宗教教育について(1)
- YUUKO MORIUCHI

- 2025年9月7日
- 読了時間: 2分
更新日:2025年10月5日

授業資料
聖徳太子の教育が遺した遺産について。
和の精神と人間教育 —十七条憲法—
604年に制定された「十七条憲法」は、役人たちの心構えを示した日本初の成文法であり、太子の教育理念が凝縮されているので、今一度のご紹介。

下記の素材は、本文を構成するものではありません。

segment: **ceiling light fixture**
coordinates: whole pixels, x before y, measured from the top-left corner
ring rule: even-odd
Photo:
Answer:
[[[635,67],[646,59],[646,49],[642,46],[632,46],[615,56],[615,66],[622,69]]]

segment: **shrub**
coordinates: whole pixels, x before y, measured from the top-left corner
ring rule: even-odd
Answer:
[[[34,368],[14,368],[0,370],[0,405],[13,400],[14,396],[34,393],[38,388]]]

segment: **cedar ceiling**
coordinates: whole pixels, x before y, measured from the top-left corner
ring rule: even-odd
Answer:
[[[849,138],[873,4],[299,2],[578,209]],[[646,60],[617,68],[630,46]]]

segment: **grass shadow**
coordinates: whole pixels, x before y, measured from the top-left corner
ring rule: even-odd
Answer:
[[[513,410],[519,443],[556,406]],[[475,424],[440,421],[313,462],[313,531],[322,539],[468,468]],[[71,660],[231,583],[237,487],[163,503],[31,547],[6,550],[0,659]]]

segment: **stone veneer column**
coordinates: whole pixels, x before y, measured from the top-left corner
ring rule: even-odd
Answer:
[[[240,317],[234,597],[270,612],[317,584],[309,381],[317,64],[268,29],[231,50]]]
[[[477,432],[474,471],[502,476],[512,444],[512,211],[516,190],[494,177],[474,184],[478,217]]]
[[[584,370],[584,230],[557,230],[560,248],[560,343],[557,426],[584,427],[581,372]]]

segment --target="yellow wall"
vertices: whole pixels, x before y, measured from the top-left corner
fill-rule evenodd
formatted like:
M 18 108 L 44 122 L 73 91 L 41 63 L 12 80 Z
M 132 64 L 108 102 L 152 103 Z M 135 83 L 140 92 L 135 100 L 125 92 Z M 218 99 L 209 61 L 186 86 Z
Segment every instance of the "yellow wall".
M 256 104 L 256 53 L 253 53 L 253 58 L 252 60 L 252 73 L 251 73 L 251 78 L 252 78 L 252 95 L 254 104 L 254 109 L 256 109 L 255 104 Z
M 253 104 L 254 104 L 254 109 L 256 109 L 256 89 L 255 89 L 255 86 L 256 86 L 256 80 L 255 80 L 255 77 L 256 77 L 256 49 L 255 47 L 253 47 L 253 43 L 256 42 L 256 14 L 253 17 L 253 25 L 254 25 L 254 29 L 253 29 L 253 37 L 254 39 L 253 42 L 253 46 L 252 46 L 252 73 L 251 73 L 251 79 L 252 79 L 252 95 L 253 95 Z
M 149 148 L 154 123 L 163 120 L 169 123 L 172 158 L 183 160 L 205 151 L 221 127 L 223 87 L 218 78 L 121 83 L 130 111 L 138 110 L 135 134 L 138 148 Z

第一条「以和為貴(和を以て貴しと為す)」 これは、単なる馴れ合いや同調を意味するものではない。続く文で「さからうことなきを宗とせよ」としながらも、下の者が意見を持ち、上の者がそれを受け入れる議論の重要性を説いている。仏教の「縁起」思想(すべてのものは相互に関わり合って存在するという考え)を背景に、個々の違いを認めつつ、対話を通じて調和的な共同体を形成することを目指す、高度な人間教育の理想を示している。
第二条「篤敬三宝(篤く三宝を敬へ)」 国家の指導理念として、仏教の核心である三宝(仏・法・僧)への帰依を明確に掲げた。これは、人々の精神的支柱を確立し、道徳教育の根幹に据えることを意味する。
仏 (Buddha): 悟りを開いた者。理想的な人格の象徴。
法 (Dharma): 仏の説いた教え・真理。普遍的な倫理規範。
僧 (Saṃgha): 教えを学び実践する人々の共同体。和合と学びの場。
この三宝を敬うことを通じて、一人ひとりが精神的な拠り所を持ち、高い倫理観を育むことを期待したのである。